There are some who believe that a nuclear Iran is inevitable. But that group doesn't seem to include the Bush administration or Israel, both of which have apparently been planning for military action against nuclear sites in Iran. That is prudent. Iran, a major sponsor of terrorism around the globe, cannot be allowed to wield nukes. An attack would be a last resort and is fraught with huge risks. The targets are scattered, and many are deep underground. Iran likely would retaliate by roiling world oil markets and making more trouble in Iraq.

The best way to solve this crisis still is through muscular diplomacy. So far, however, the Security Council is getting sand kicked in its face. A couple of weeks ago, in its first move against Iran, the council warned Tehran to suspend uranium enrichment activities and to cooperate with the UN's nuclear watchdog agency. Unfortunately, the initial statement, more of a throat-clearing, didn't include a hint of more serious consequences that could follow if Iran stonewalled the Security Council.

So the council tossed the case like a radioactive potato back to the International Atomic Energy Agency, which had achieved nothing in years of wheedling, urging and cajoling Iran to abandon its nuclear ambitions. The council requested a report from the IAEA in 30 days on Iran's compliance.

Compliance? We'll spare you the suspense. Iran responded almost immediately with the expected message: Forget it.

On Tuesday, Iranian President Mahmoud Ahmadinejad announced that his nation has successfully enriched uranium for the first time. "I formally declare that Iran has joined the club of nuclear countries," he told a cheering audience.

That's a pointed message to IAEA chief Mohamed ElBaradei, who is scheduled to visit Tehran this week to push the Iranians to freeze enrichment.

The diplomatic timetable is not infinite. Experts differ on how long it will take before Iran can build a bomb. According to American intelligence estimates, Iran won't have a nuclear weapon until the early or middle years of the next decade. The Israelis reportedly believe the Iranians could have the capability of building one as early as 2008.

It's clear that the council cannot agree--yet--on how to stop Iran. With China and Russia opposing sanctions, Tehran figures, correctly, it's got little to worry about in the near term.

So what now? First, Bush and European leaders need to push hard on Russian President Vladimir Putin to wholeheartedly join the effort. Maybe he needs to be reminded of his country's embarrassment after recent efforts to negotiate a deal collapsed in the face of Iranian intransigence? Or that the Cold War is over and he's supposedly on the side of those who don't want Iran to get nukes?

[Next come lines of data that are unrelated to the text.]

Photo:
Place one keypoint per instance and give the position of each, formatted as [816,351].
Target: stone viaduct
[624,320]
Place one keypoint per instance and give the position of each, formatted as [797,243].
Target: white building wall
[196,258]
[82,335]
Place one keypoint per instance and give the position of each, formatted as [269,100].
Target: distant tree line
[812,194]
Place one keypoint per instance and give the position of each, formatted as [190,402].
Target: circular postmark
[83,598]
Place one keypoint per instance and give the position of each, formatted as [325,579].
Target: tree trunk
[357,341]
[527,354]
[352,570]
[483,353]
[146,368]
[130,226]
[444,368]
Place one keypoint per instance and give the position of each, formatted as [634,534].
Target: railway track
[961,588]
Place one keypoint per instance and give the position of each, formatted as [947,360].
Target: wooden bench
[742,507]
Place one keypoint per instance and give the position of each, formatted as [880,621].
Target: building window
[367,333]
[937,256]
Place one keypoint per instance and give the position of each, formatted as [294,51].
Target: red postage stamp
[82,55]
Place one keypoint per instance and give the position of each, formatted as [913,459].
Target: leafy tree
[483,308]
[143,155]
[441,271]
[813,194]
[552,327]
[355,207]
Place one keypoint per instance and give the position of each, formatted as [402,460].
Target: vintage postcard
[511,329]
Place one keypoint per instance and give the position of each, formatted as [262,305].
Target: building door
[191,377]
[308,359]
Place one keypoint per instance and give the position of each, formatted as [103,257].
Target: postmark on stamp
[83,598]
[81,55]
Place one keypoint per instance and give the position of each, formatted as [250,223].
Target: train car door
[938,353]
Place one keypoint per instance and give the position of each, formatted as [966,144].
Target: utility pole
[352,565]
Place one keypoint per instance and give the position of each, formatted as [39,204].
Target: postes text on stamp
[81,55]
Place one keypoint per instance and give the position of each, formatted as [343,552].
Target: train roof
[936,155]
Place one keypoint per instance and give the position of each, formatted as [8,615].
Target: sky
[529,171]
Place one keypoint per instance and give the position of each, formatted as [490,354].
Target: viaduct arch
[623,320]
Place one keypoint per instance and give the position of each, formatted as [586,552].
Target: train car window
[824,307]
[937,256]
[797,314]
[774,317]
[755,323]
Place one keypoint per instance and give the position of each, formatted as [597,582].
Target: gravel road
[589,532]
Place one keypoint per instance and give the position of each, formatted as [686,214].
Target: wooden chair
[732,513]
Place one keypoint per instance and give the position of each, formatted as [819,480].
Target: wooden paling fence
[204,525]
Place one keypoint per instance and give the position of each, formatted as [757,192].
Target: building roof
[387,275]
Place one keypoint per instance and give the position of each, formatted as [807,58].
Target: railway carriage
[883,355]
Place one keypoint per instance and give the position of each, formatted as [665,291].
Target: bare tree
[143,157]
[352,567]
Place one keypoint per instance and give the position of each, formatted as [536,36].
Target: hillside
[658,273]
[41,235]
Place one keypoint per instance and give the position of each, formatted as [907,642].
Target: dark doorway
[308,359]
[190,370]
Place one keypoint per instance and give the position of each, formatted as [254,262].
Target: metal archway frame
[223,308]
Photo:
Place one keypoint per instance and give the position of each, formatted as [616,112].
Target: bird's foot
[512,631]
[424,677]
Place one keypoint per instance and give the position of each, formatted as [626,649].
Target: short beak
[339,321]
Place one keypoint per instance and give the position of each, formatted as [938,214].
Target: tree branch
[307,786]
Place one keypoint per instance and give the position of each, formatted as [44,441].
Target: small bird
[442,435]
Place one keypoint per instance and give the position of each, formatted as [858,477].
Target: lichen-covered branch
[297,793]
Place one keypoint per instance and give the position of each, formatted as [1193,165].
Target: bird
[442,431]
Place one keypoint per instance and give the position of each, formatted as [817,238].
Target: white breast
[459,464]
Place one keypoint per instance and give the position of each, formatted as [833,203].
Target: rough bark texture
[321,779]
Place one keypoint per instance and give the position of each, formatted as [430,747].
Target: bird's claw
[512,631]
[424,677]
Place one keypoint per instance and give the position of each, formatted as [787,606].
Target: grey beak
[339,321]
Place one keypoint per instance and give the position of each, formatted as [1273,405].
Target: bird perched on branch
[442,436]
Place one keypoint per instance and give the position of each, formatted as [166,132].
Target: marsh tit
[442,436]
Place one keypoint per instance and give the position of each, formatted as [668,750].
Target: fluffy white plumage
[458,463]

Even if Russia and China don't go along, the U.S. could form an effective coalition outside the Security Council with European and Asian allies. Sanctions could slow the regime's race for the bomb. Tehran would not welcome cuts of Western investment in developing the country's oil and gas industry, or of the billions in other trade that comes from the EU.

Sanctions aren't perfect. They can take a long time to work, if they work at all. Innocent people can get hurt. But they're preferable to round after endless round of empty UN negotiation. That only increases the chance that soon Iran will end up solely in the military cross hairs.